In addition to the conservative ruling class of Europe, conservative ideas appealed to peasants, who wanted to preserve traditional ways.
Conservatives of the early 1800s wanted to return to the way things had been before 1789. They had benefited under the old order. They wanted to restore royal families to the thrones they had lost when Napoleon swept across Europe. They supported a social hierarchy in which lower classes respected and obeyed their social superiors.
Conservatives also backed an established church—Catholic in Austria and southern Europe, Protestant in northern Europe, and Eastern Orthodox in eastern Europe.
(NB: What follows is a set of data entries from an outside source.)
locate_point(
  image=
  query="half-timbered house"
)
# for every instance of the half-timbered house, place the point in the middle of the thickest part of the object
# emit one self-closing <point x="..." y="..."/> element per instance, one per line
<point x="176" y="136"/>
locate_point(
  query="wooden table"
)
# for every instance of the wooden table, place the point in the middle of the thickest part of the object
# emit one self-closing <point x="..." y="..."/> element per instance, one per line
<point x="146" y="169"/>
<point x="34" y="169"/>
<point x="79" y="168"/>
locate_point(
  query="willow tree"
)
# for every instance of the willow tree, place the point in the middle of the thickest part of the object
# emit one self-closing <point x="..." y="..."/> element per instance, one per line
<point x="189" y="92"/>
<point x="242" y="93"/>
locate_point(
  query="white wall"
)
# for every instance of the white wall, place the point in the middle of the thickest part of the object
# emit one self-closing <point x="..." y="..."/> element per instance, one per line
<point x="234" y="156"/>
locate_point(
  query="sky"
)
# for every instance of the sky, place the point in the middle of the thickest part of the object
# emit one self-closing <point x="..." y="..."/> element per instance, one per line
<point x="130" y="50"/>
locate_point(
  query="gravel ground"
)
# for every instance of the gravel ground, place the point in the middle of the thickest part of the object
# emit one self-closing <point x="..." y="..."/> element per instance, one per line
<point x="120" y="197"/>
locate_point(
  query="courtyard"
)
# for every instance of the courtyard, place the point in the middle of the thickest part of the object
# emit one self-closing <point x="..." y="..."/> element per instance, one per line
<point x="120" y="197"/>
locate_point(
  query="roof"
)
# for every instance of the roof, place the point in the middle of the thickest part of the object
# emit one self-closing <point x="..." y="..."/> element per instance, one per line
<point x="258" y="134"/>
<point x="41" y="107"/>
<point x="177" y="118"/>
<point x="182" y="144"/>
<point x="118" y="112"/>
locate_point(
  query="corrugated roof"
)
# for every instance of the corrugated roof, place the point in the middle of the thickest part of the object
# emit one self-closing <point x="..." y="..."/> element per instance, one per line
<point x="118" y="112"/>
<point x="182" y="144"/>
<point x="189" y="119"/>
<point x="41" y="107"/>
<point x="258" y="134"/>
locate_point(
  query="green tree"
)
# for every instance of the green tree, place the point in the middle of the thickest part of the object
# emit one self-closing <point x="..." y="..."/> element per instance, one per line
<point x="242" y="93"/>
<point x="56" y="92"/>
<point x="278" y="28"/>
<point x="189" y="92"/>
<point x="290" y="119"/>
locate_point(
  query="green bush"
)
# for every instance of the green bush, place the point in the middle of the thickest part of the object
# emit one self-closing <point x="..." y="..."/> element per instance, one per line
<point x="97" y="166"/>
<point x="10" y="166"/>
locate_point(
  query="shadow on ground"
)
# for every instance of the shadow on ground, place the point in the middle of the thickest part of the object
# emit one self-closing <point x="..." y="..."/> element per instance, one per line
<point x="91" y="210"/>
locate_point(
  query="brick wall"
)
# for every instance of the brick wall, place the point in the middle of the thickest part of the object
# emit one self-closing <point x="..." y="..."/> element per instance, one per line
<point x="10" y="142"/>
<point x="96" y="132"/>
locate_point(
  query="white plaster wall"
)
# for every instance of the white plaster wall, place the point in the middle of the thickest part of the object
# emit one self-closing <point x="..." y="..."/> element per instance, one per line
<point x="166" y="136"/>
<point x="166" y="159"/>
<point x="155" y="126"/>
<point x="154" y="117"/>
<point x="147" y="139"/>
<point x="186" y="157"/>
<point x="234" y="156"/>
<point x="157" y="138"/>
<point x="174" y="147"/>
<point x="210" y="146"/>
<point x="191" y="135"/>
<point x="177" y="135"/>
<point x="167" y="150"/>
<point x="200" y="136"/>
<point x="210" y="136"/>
Conservatives believed that talk about natural rights and constitutional government could lead only to chaos, as in France in 1789. If change had to come, they argued, it must come slowly. Conservatives felt that their own interest in peace and stability benefited everyone. Conservative leaders like Metternich opposed freedom of the press, which could spread revolutionary ideas. Metternich urged monarchs to crush protests in their own lands and help others to douse the flames of rebellion wherever they erupted.
A determined Prince Metternich stands firm, with an angry crowd behind him. Who does the crowd represent, and what do they want?
What was the primary goal of conservatives in the Concert of Europe?
Challenging the conservatives at every turn were the liberals. Liberals embraced the ideas of the Enlightenment and the French Revolution. Their goals, and the rising tide of nationalism, ignited revolts across Europe.
Because liberals spoke mostly for the bourgeoisie, or middle class, their ideas are sometimes called “bourgeois liberalism.” Liberals included business owners, bankers, and lawyers, as well as politicians, newspaper editors, writers, and others who helped to shape public opinion.
Liberals wanted governments to be based on written constitutions and separation of powers. They opposed the old notion of the divine right of monarchs and the tradition of a ruling aristocracy. Liberals called for rulers elected by the people and responsible to them. Thus, most liberals favored a republican form of government over a monarchy, or at least wanted the monarch to be limited by a constitution.
After the Congress of Vienna, liberals repeatedly protested and rebelled against the conservative order. How do the liberal protesters in this image differ in appearance from the image of the conservative leader Metternich in the previous text?
Liberals defended natural rights such as liberty and equality. They stood for property rights and freedom of religion. Liberals of the early 1800s saw the role of government as limited to protecting these basic rights.